36 Mbit QDR-II SRAM — what it is and where it fits
The CY7C1413JV18-200BZXI is a 36 Mbit synchronous QDR-II SRAM from Cypress (now Infineon), organized as 2M×18 and clocked at 200 MHz. It uses a parallel memory interface and operates from a 1.7 V to 1.9 V supply. The QDR-II architecture eliminates bus-turnaround dead cycles by dedicating separate read and write data ports, making it a fit for high-throughput buffer applications in networking switches, telecom line cards, and test equipment where back-to-back read-write throughput matters.
200 MHz clock — what it means for the bus
At 200 MHz, the QDR-II interface operates at double data rate on each clock edge. The 1.7 V to 1.9 V supply keeps I/O levels compatible with low-voltage ASIC or FPGA banks.

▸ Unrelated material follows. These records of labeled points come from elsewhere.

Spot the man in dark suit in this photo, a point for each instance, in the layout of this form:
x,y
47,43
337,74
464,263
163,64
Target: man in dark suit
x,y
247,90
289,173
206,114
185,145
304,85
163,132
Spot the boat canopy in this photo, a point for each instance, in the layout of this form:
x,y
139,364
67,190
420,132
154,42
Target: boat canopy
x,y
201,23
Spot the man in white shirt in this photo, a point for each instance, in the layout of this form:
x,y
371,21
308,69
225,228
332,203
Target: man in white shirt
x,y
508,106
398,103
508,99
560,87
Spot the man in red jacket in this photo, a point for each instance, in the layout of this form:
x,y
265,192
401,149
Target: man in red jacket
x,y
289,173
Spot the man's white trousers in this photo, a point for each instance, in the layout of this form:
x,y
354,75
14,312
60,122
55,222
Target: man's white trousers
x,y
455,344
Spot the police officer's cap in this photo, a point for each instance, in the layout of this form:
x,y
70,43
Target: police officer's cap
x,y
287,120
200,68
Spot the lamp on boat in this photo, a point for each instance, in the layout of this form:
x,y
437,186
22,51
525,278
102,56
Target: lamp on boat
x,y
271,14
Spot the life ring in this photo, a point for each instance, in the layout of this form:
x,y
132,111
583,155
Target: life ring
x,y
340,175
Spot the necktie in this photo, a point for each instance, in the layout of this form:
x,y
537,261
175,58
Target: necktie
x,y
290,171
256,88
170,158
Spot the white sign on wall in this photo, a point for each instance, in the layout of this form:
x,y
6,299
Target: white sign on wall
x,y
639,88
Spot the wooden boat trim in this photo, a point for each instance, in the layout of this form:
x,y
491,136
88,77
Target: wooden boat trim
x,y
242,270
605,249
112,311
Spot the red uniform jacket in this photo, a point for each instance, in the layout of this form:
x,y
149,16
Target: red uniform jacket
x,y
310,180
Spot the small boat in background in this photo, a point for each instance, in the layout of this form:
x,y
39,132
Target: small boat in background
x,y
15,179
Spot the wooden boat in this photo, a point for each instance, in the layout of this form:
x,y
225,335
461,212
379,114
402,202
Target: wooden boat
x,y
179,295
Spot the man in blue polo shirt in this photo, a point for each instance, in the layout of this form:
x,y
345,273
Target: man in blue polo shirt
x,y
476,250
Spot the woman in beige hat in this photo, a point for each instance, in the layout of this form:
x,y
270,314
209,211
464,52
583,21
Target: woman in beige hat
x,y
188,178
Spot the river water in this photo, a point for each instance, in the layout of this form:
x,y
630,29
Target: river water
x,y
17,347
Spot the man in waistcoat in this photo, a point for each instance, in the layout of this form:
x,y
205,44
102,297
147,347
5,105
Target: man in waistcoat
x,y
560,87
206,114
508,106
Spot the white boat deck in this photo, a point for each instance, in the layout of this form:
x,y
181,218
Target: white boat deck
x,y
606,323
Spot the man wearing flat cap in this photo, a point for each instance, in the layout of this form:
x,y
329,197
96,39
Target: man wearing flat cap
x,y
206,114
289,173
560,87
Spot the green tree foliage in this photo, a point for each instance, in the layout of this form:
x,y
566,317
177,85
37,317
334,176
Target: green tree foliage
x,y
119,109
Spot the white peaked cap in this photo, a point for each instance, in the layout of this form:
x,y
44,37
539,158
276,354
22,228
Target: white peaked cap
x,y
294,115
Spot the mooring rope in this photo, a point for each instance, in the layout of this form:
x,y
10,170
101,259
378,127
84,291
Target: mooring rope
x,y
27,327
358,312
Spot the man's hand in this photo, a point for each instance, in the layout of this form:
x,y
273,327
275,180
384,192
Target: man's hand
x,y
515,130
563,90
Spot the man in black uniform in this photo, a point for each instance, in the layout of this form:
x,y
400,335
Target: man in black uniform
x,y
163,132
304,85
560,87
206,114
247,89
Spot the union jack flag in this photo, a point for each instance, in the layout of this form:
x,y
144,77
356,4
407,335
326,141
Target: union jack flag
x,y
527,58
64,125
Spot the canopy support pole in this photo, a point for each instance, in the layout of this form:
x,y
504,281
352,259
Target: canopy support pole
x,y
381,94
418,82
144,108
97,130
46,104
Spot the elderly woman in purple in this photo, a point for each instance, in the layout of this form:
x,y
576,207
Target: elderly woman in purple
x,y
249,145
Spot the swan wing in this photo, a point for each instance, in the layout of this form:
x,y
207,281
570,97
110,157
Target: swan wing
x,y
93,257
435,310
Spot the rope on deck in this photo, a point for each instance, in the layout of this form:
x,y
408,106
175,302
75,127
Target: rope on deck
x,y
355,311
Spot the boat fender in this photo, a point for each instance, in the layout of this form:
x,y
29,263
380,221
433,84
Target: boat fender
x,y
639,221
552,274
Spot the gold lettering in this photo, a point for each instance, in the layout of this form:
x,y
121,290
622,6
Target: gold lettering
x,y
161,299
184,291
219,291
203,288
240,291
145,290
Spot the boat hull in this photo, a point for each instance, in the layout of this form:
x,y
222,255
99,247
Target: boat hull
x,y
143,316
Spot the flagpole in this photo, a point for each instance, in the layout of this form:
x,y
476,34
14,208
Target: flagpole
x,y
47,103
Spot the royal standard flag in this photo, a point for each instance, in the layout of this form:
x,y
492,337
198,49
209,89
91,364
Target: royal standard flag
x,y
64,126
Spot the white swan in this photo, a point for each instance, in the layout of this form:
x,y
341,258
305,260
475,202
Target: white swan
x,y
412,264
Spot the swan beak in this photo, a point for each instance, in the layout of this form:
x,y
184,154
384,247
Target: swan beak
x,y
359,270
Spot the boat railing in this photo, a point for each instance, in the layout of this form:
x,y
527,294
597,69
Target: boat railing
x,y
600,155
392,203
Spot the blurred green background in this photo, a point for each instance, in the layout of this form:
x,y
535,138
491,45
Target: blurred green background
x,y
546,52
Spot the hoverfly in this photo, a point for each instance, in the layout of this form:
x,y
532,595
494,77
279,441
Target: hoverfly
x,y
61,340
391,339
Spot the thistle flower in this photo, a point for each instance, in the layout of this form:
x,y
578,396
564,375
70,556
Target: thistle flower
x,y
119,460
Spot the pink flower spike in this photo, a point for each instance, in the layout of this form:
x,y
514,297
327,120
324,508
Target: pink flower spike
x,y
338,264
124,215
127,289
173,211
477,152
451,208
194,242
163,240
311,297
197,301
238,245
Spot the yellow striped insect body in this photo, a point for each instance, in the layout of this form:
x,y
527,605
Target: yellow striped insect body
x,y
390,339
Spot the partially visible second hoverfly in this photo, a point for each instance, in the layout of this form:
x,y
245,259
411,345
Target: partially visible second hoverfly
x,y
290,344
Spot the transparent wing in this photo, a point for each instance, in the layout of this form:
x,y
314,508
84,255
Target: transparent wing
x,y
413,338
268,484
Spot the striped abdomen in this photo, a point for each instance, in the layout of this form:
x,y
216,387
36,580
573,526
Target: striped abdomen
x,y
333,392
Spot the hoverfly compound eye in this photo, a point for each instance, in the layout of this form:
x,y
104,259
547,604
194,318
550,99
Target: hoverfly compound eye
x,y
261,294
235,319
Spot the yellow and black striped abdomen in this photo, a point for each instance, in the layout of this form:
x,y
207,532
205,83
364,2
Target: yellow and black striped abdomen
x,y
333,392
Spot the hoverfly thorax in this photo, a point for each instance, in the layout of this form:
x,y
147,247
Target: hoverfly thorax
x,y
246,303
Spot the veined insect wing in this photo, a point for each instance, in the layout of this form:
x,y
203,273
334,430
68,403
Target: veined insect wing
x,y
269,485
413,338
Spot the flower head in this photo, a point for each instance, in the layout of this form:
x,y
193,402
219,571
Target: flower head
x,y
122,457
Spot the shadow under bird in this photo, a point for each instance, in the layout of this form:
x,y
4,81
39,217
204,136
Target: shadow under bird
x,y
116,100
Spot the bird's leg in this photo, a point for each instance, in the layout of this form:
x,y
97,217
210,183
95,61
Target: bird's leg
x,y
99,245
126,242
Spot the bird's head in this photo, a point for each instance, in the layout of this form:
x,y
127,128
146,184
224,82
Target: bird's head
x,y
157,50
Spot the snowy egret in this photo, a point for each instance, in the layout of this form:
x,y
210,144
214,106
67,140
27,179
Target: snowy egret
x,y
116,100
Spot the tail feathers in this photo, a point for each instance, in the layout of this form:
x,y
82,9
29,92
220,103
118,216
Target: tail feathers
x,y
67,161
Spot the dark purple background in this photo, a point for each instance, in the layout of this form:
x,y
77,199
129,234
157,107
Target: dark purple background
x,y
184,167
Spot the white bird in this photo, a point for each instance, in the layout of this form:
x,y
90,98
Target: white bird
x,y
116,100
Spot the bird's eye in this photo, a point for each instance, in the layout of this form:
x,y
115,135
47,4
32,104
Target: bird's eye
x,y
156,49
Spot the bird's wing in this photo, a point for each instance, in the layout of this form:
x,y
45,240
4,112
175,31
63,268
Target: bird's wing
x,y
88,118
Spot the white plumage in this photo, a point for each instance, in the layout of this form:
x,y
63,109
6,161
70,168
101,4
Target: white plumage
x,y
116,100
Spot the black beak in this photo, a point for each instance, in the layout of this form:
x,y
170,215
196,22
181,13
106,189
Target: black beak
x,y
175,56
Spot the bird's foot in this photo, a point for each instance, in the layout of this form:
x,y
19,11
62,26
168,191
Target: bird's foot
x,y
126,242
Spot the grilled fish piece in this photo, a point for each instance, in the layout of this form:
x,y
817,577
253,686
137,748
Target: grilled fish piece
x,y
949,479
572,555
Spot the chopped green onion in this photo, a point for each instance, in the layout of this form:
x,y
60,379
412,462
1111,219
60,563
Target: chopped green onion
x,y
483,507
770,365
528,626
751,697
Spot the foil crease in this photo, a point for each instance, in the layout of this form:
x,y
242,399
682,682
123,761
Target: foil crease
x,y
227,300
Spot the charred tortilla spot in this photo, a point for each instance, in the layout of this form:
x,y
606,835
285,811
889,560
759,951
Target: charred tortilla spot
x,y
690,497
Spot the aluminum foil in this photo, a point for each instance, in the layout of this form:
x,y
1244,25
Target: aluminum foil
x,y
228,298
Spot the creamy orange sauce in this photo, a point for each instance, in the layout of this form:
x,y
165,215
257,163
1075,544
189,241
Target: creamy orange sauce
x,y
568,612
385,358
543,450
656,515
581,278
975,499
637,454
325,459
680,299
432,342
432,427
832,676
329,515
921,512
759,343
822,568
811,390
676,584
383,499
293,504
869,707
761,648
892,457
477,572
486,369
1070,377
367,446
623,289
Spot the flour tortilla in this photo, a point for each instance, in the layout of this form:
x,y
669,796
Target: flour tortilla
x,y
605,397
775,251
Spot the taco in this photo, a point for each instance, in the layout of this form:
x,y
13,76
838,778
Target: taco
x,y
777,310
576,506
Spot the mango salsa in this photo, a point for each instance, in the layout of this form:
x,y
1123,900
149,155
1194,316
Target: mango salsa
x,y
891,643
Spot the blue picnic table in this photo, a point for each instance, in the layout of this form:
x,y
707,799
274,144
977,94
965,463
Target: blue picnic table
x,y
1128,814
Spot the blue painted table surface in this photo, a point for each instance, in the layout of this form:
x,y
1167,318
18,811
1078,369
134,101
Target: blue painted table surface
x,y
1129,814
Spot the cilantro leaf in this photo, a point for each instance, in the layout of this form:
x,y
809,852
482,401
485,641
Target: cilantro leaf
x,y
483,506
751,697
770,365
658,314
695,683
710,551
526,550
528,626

Industrial temperature range — deployment context
Rated for −40°C to 85°C ambient, this part is suited for outdoor telecom cabinets, industrial controllers, and test-floor instrumentation. Not rated for under-hood automotive or downhole environments — those would need an extended-range or AEC-Q100 qualified SRAM. The 165-LBGA (15×17 mm) footprint is a standard BGA for high-density memory; plan for X-ray inspection and rework capability if hand-assembling prototypes.